The unsafe casting is, as expected, a clear winner. Looking at the disassembly makes it obvious.
mov rax,rdx
ret
Could this be any smoother? 😃
The safe variant looks like this.
sub rsp,28
mov rcx,offset MT_System.Runtime.CompilerServices.ITuple
call CORINFO_HELP_CHKCASTINTERFACE
nop
add rsp,28
ret
If you’d like to check implementation of CORINFO_HELP_CHKCASTINTERFACE
, you can start here.
Property
For the completeness-sake I also tested how the code behaves when casting property.

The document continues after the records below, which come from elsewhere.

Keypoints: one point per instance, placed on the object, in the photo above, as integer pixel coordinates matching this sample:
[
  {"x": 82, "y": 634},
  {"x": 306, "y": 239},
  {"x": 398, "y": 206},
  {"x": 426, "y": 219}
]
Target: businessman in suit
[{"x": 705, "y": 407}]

public object O { get; set; }
public ITuple UnsafeCastProperty()
{
return Unsafe.As<ITuple>(O);
}
public ITuple RegularCastProperty()
{
return (ITuple)O;
}
Method | O | Mean | Error | StdDev | Ratio | Code Size |
---|---|---|---|---|---|---|
UnsafeCastProperty | ? | 0.0009 ns | 0.0008 ns | 0.0007 ns | 0.001 | 5 B |
RegularCastProperty | ? | 1.2440 ns | 0.0017 ns | 0.0014 ns | 1.000 | 29 B |
UnsafeCastProperty | (10) | 0.0007 ns | 0.0008 ns | 0.0007 ns | 0.000 | 5 B |
RegularCastProperty | (10) | 2.3092 ns | 0.0036 ns | 0.0030 ns | 1.000 | 29 B |
UnsafeCastProperty | (10, 20) | 0.0008 ns | 0.0013 ns | 0.0012 ns | 0.000 | 5 B |
RegularCastProperty | (10, 20) | 2.3122 ns | 0.0024 ns | 0.0022 ns | 1.000 | 29 B |
UnsafeCastProperty | (10, (…)8, 9) [38] | 0.0007 ns | 0.0008 ns | 0.0006 ns | 0.000 | 5 B |
RegularCastProperty | (10, (…)8, 9) [38] | 2.1110 ns | 0.0080 ns | 0.0075 ns | 1.000 | 29 B |
The numbers are more or less the same.
The assembly is virtually identical, only difference being dealing with accessing the value from [rcx+8]
instead of directly from rdx
.
mov rax,[rcx+8]
ret
sub rsp,28
mov rdx,[rcx+8]
mov rcx,offset MT_System.Runtime.CompilerServices.ITuple
call CORINFO_HELP_CHKCASTINTERFACE
nop
add rsp,28
ret
Summary
Do 2 nanoseconds matter? Most of the time no. But I wanted to look at this anyway.